No futebol como na vida, também é preciso saber ganhar. Schmidt estava a três minutos de entrar na sala de imprensa com ar constrangido, ensaiando as melhores justificações que conseguisse. Três minutos bastaram para que o sorriso se rasgasse, enchesse o peito e tivesse até atirado um olé, passe a expressão, a um jornalista. Fica mal a sobranceria dos vencedores. às vezes acho que a culpa é dos jornalistas: mimamos as pessoas, em especial quem chega de fora. Já assisti a conferências em muitas dezenas de países e os jornalistas portugueses, regra geral, são dos mais compreensivos do mundo. Basta atravessar a fronteira para se perceber a diferença.
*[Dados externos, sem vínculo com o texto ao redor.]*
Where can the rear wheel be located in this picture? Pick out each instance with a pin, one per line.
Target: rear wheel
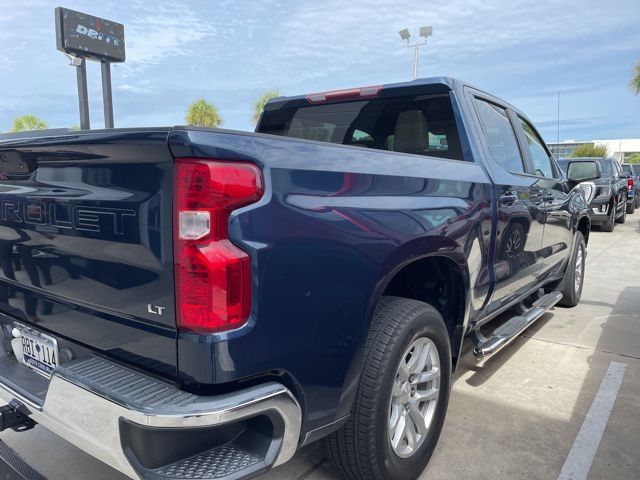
(402, 396)
(622, 218)
(574, 276)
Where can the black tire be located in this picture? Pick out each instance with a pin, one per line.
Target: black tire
(610, 224)
(570, 294)
(622, 218)
(361, 449)
(631, 207)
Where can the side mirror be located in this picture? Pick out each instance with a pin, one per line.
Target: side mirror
(583, 171)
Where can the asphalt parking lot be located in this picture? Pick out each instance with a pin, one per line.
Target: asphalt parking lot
(530, 412)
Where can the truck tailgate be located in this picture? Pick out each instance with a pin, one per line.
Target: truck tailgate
(85, 241)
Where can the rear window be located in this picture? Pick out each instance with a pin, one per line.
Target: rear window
(422, 125)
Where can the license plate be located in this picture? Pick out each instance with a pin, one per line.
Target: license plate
(39, 351)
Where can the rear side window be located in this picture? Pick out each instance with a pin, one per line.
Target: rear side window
(542, 163)
(500, 136)
(421, 125)
(607, 168)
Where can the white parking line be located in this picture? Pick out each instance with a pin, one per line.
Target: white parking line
(585, 446)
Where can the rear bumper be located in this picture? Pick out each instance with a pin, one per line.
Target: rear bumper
(146, 428)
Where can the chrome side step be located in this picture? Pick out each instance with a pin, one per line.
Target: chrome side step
(505, 333)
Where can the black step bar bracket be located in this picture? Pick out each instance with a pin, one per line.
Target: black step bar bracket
(507, 332)
(15, 462)
(15, 416)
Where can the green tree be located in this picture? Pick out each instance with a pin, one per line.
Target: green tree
(590, 150)
(635, 79)
(203, 114)
(258, 106)
(28, 122)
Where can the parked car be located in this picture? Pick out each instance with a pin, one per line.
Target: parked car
(217, 299)
(633, 195)
(610, 203)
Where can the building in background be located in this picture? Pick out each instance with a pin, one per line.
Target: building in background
(620, 149)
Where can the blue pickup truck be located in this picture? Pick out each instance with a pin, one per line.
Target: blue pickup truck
(197, 303)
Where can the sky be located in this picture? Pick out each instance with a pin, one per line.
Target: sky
(230, 52)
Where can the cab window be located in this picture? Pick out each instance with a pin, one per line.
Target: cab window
(500, 136)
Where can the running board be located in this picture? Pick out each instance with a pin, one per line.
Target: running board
(505, 333)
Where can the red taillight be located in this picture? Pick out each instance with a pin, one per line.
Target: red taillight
(212, 275)
(343, 95)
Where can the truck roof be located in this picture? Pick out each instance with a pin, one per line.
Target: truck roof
(428, 85)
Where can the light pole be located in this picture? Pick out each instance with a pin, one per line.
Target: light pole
(405, 34)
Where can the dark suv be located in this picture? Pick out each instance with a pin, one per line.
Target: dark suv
(610, 203)
(633, 196)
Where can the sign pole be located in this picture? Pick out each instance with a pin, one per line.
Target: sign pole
(107, 98)
(83, 97)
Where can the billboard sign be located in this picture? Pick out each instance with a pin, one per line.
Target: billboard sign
(86, 36)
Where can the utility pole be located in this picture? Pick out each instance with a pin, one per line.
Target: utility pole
(83, 96)
(558, 129)
(405, 34)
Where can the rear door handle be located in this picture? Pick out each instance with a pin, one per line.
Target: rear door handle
(508, 199)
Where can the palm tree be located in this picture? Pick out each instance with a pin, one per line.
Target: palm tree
(258, 106)
(203, 114)
(635, 79)
(28, 122)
Se um dia Roger Schmidt treinar em Espanha, aprende logo duas coisas: que não tem mais do que um mês para falar espanhol nas conferências de imprensa e que vai sentir saudades dos jornalistas portugueses. No mais, remeto para o meu vizinho de página, Hugo Vasconcelos, assinando tudo o que escreve na coluna ao lado.
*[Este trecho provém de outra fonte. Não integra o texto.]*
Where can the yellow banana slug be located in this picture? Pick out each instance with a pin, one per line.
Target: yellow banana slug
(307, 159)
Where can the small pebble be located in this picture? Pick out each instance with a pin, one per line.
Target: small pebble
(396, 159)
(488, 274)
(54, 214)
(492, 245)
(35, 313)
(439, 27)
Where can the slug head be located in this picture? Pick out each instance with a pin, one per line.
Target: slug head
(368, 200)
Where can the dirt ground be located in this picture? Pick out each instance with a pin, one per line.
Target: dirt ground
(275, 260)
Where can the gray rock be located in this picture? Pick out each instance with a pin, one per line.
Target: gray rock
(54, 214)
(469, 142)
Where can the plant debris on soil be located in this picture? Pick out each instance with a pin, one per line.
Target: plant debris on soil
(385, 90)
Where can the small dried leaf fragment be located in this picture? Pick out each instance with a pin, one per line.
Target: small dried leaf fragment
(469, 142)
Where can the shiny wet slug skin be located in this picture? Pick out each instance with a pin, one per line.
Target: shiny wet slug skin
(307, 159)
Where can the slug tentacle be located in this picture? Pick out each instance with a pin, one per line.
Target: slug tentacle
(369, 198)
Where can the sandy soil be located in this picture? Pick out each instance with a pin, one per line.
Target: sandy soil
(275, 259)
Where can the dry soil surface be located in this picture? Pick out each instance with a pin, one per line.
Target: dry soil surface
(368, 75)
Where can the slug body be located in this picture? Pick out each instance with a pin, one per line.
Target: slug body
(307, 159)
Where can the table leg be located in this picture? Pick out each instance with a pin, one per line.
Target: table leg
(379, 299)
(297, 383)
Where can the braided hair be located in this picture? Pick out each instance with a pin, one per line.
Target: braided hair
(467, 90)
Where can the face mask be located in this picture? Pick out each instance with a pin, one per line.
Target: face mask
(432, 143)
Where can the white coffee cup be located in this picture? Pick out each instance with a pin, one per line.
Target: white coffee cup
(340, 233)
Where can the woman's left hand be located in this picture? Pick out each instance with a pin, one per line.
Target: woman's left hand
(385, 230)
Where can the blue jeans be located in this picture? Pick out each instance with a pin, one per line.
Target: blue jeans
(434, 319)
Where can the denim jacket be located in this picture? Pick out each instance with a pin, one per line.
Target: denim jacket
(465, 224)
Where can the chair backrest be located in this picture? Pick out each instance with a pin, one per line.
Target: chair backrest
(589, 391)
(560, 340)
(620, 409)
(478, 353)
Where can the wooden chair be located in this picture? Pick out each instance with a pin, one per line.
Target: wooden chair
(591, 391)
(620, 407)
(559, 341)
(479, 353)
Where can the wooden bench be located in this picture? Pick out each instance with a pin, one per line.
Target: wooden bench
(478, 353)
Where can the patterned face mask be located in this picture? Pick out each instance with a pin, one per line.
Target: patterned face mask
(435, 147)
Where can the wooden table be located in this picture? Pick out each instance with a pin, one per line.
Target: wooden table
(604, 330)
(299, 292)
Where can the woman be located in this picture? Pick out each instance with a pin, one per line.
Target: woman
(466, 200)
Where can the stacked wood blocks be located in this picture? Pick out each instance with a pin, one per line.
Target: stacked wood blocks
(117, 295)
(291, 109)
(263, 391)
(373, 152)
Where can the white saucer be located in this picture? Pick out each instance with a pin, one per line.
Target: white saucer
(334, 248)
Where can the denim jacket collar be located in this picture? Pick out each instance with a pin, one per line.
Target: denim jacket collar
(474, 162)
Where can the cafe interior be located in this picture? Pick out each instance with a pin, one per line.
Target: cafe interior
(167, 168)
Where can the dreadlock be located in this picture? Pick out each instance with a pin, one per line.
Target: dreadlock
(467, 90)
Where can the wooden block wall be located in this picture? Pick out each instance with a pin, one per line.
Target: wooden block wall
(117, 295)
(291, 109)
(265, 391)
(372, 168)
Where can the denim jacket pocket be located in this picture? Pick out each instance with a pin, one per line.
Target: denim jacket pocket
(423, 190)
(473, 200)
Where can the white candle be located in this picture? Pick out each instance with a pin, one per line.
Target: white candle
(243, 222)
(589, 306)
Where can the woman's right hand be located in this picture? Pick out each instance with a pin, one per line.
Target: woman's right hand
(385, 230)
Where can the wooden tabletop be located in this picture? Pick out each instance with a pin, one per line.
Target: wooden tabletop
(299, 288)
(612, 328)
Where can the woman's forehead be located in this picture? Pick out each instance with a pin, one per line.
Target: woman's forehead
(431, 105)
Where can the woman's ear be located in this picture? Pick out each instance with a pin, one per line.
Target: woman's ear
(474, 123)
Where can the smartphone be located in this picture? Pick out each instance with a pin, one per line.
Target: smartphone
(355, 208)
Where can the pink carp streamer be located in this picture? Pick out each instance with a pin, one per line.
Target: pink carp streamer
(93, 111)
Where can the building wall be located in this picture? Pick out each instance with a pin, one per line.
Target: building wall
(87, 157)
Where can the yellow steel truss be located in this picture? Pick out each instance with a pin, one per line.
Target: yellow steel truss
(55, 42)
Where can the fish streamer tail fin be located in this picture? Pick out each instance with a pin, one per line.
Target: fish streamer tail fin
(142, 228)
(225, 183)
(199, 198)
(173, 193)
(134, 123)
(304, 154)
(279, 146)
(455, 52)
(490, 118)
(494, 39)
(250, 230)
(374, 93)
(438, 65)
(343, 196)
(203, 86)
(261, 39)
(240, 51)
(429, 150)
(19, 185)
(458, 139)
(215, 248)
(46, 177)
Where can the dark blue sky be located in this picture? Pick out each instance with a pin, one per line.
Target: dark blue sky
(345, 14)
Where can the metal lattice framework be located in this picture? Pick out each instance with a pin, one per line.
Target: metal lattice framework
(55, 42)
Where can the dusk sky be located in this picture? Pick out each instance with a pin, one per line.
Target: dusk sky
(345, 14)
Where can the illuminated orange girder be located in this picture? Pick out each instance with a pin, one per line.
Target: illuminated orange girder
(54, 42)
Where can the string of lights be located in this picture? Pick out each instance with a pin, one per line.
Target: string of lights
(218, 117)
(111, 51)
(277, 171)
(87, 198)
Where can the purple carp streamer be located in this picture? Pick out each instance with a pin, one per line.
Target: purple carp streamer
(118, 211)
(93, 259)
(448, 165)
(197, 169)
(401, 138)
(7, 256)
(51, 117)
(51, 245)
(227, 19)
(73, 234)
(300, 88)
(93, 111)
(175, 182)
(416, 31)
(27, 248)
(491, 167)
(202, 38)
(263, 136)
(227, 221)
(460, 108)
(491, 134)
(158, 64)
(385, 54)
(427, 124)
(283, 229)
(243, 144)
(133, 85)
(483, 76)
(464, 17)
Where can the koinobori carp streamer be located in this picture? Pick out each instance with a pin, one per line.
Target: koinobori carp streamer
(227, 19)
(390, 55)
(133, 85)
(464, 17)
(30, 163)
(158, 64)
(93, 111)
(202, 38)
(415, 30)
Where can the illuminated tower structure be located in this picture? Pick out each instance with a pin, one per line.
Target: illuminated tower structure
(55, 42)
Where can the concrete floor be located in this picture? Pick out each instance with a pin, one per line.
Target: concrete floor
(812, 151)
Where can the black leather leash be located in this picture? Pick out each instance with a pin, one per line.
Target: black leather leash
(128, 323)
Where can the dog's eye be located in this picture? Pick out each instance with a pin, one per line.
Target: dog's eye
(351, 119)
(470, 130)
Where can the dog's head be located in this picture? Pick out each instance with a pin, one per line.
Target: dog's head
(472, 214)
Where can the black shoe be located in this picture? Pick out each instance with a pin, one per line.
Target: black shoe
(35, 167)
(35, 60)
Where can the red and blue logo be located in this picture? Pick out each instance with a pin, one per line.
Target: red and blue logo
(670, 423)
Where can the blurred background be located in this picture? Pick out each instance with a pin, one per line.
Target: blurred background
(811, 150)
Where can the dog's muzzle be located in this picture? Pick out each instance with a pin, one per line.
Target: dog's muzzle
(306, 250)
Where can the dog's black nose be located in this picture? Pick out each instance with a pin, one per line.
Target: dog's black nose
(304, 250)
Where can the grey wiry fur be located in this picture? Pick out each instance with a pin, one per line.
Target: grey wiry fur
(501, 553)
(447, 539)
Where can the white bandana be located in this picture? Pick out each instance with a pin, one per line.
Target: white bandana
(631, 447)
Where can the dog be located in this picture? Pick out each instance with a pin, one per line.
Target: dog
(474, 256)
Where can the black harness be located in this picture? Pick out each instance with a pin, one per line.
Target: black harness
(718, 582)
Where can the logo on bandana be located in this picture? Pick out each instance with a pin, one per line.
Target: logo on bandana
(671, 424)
Finalmente, no futebol como na vida, «o que as vitórias têm de mau é que não são definitivas; e o que as derrotas têm de bom é que também não são definitivas…». E quando Saramago fala eu não tenho mais nada a acrescentar.
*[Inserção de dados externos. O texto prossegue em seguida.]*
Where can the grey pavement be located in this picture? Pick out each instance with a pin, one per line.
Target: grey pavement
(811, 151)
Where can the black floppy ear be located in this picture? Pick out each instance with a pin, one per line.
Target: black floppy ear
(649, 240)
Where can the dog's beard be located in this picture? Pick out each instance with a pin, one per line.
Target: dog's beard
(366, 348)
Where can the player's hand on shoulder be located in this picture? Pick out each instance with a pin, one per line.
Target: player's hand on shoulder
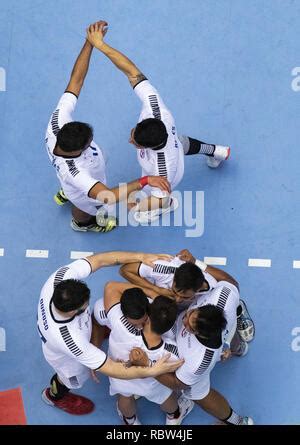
(163, 365)
(96, 32)
(150, 258)
(138, 357)
(185, 255)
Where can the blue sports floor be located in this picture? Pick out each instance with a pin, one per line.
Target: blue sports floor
(224, 68)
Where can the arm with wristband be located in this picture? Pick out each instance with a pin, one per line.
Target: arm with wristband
(121, 193)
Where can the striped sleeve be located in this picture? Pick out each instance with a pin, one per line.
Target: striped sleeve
(100, 313)
(152, 103)
(80, 349)
(62, 114)
(191, 373)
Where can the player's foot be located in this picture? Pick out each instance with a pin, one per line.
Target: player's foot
(107, 222)
(185, 407)
(247, 421)
(60, 198)
(153, 215)
(220, 154)
(71, 403)
(242, 349)
(124, 419)
(108, 225)
(245, 324)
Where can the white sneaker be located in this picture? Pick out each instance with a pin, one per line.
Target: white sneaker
(153, 215)
(185, 407)
(247, 421)
(242, 350)
(220, 154)
(136, 420)
(110, 224)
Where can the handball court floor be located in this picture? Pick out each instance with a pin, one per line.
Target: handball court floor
(224, 68)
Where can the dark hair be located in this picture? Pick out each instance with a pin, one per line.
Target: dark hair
(163, 313)
(210, 321)
(188, 276)
(70, 295)
(151, 133)
(134, 303)
(74, 136)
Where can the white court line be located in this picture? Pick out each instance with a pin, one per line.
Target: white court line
(75, 255)
(259, 262)
(215, 261)
(37, 253)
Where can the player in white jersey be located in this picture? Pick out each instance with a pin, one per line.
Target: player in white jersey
(79, 162)
(126, 337)
(201, 332)
(160, 150)
(65, 327)
(185, 278)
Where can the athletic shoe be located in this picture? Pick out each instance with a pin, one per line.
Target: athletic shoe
(247, 421)
(71, 403)
(245, 324)
(153, 215)
(242, 349)
(185, 407)
(136, 420)
(107, 222)
(60, 198)
(220, 154)
(111, 224)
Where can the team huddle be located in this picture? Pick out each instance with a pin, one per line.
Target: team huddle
(174, 317)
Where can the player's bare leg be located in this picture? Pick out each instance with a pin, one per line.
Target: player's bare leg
(215, 153)
(176, 409)
(126, 407)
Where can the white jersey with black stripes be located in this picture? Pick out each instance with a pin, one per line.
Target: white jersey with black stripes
(76, 175)
(123, 337)
(199, 361)
(162, 275)
(169, 161)
(66, 343)
(225, 296)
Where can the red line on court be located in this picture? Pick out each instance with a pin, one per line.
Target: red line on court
(12, 408)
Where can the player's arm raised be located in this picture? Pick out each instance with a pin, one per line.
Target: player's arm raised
(80, 68)
(95, 37)
(122, 371)
(131, 273)
(105, 259)
(116, 194)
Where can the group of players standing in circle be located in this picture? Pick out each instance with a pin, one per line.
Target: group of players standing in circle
(175, 317)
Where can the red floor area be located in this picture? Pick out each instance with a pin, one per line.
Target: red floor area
(11, 407)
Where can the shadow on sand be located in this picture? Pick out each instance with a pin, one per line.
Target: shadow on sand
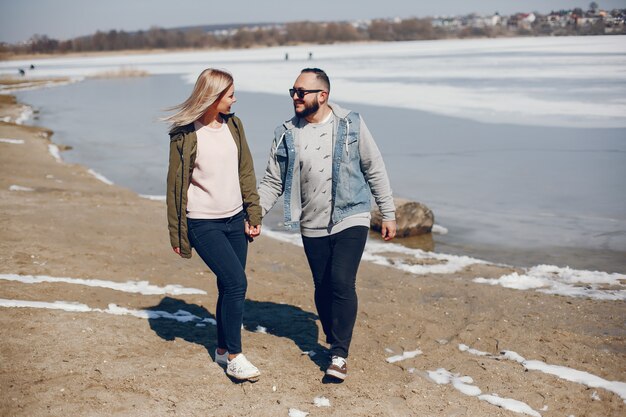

Violência não é força, é medo
As pessoas não se mobilizam em massa, na política como nas assembleias dos clubes, para dizer amém, do género «vim aqui só para dizer que concordo com tudo, está tudo bem, continuem assim». A mobilização em massa é indicador de desejos de mudança ou, numa versão mais conservadora, correções de rota. E a notável mobilização dos sócios portistas, que apanhou se surpresa os próprios órgãos sociais na lamentável Assembleia Geral de segunda-feira, prenunciam ventos de mudança. Mas não totalmente novos. Os surpreendentes 26 por cento de José Fernando Rio nas últimas eleições foram um aviso. Colocando o dedo no barro que pode fazer ruir a estátua. Os adeptos estão disponíveis para tudo, para comprar todas as guerras, mas não toleram que o FC Porto se torne num clube burguês a engordar uns quantos. Não entendem que se vendam pérolas por bom dinheiro, prejudicando o sucesso desportivo, e, ainda assim, se mantenham os prejuízos. Por isso, a gestão financeira e o combate à nova burguesia será tema central da oposição.
Será cedo para medir com exatidão os efeitos dessa Assembleia. Para já, Villas-Boas capitalizou. E foi incisivo ao denunciar a passividade dos dirigentes na AG. Naquele pavilhão estava quem, com um único gesto, conseguiria restabelecer a ordem. Sei que Pinto da Costa passará sempre incólume ao julgamento que os sócios fizerem. Mesmo os que não votarem nele, terão sempre uma palavra de gratidão. A culpa será sempre daqueles que o rodeiam. Mas pela primeira vez não dou como garantida a vitória tranquila de Pinto da Costa nas eleições. Não dou eu e não dá quem o apoia a avaliar pela forma como reprimiu outros sócios que se limitaram a não bater palmas… Porque a violência nunca foi um sinal de força, mas de medo.